AV Test MalwareTips - Comodo Report - November 2016

  • This site uses cookies. By continuing to use this site, you are agreeing to our use of cookies. Learn more.

BoraMurdar

Super Moderator
Staff member
Aug 30, 2012
5,874
23,220
Operating System
Windows 10
Installed Antivirus
Emsisoft
#1
Due to the small number of samples used in these tests, you should take results with a grain of salt. We encourage you to compare these results with others and take informed decisions on what security products to use.​

Comodo Internet Security Premium November 2016-page-001.jpg
Comodo Internet Security Premium November 2016-page-002.jpg

PDF

All credits to @Der.Reisende
 

AtlBo

Level 24
Dec 29, 2014
1,380
5,454
Installed Antivirus
Qihoo 360
#6
Comodo is living up to its reputation in this test. CIS should make users seeing this feel great confidence.

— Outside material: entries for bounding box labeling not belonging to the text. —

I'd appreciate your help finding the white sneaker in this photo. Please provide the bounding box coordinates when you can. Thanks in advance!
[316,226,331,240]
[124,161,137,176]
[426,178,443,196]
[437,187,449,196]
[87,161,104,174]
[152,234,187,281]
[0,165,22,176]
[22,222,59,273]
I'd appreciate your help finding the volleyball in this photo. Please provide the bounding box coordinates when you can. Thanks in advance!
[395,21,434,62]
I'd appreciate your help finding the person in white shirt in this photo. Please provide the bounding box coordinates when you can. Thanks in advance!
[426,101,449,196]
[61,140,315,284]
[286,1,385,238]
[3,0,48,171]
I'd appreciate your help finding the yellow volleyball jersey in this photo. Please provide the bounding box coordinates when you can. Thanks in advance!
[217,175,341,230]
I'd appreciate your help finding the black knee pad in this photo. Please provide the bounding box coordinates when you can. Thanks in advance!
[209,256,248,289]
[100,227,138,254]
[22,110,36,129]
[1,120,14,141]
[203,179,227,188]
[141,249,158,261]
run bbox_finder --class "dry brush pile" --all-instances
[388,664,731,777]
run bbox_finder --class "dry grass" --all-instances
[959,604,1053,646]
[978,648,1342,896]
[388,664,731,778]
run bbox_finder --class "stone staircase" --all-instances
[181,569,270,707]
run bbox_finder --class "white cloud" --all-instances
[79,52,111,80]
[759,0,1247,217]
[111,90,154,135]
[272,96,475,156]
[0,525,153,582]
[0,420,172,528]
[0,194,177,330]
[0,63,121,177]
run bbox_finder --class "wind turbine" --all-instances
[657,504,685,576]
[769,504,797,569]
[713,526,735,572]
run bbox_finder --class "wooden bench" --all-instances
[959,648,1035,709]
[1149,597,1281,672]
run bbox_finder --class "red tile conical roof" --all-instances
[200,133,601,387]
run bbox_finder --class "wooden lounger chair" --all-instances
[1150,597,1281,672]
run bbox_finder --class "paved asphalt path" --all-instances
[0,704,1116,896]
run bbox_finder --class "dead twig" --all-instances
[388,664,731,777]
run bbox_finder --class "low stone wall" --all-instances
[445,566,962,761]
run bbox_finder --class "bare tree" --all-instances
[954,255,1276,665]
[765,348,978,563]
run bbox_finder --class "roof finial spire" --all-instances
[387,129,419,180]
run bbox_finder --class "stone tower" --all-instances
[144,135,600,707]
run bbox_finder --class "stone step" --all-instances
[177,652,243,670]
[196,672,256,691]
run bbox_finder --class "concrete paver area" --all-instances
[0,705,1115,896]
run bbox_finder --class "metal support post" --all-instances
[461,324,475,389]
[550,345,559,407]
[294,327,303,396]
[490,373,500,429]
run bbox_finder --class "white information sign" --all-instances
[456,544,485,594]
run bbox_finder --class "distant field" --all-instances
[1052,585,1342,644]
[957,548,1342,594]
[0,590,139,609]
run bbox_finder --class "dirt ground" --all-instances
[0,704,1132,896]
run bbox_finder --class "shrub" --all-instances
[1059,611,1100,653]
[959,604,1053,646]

Excellent presentation and breakdown of the data and of test program settings. Anyone can read and understand the results. As Yash Khan says, outstanding work and thanks.
 

Der.Reisende

Level 34
Verified
AV-Tester
Dec 27, 2014
2,353
25,663
Operating System
Windows 10
Installed Antivirus
Quick Heal
#10
what might have caused the one infection? Because it was not in proactive config?
The auto-sandbox didn't work on that sample. However both me and another member retested, and the sample was sandboxed fine (just before and after accepting UAC). No idea what went wrong.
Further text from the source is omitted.